Я занервничал. Эта сказка про белого бычка мне изрядно уже надоела.
– Друг мой заезжий, – сказал я ему, – в моем теле кроме желудка, входа в него и выхода, размещены еще всякие органы и железы, которые вырабатывают мысли, желания, сомнения, радости, печали, любовь к ближнему, детям, животным, природе и родине. И надежду на то, что я обязательно вернусь на свою родину, буду там жить, писать, печататься, любоваться березками и топить печку березовыми дровами. А поскольку ты такой влиятельный человек, вот и поспособствуй тому, чтобы это случилось.
– Чему поспособствовать? – спросил он.
– Моему возвращению.
– Но ты же не хочешь.
– Кто тебе это сказал?
– Ты.
– Я тебе этого не говорил.
– Старик, – сказал он, кладя на тарелку недожеванный пельмень. – Ты только что сказал, что ты отсюда не уедешь, потому что здесь такая колбаса, такие сыры…
Я пытался говорить с ним медленно и рассудительно, как с душевнобольным.
– Слушай, про колбасу говорил ты, а не я.

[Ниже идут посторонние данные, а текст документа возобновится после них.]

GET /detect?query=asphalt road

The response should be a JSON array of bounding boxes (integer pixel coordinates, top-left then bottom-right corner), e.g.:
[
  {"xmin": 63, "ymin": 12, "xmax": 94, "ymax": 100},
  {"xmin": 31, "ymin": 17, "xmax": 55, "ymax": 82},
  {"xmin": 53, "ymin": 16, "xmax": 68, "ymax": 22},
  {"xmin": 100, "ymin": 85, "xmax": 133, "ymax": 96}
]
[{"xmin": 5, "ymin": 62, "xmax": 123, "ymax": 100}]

Я сказал что-то прямо противоположное. Я сказал, что хочу вернуться.
– А зачем? Зачем? – никак он не мог понять. – Ты там жить все равно не сможешь. Ты можешь обижаться, когда говорят про колбасу, но я тебе скажу, это правда, человеку, привыкшему к здешней пище…
– Я не привык, – перебил я его. – Я не ем колбасу. Мое любимое блюдо: картошка с постным маслом и с луком.
– Где ты ее возьмешь? – сказал он и в волнении укусил салфетку. – Картошки на рынке нет, а в магазинах только гнилая. Капуста отравлена пестицидами. Морковь – гербицидами. Помидоры – нитратами. А постного масла днем с огнем не сыщешь. В магазинах пусто. Негде купить штаны. Запчастей для машины не найдешь. Сковородку я везу отсюда. Электролампочки не достанешь. Телевизоры горят. Мясо тухлое. В больницах больных заражают СПИДом. Дети в Чернобыле рождаются с двумя головами.
Я пытался ему возразить. Я сказал:
– Не пугай. Некоторые одноголовые еще как-то живут и голода, слава богу, нет.
– Есть, есть голод! – закричал он. – Жрать совершенно нечего.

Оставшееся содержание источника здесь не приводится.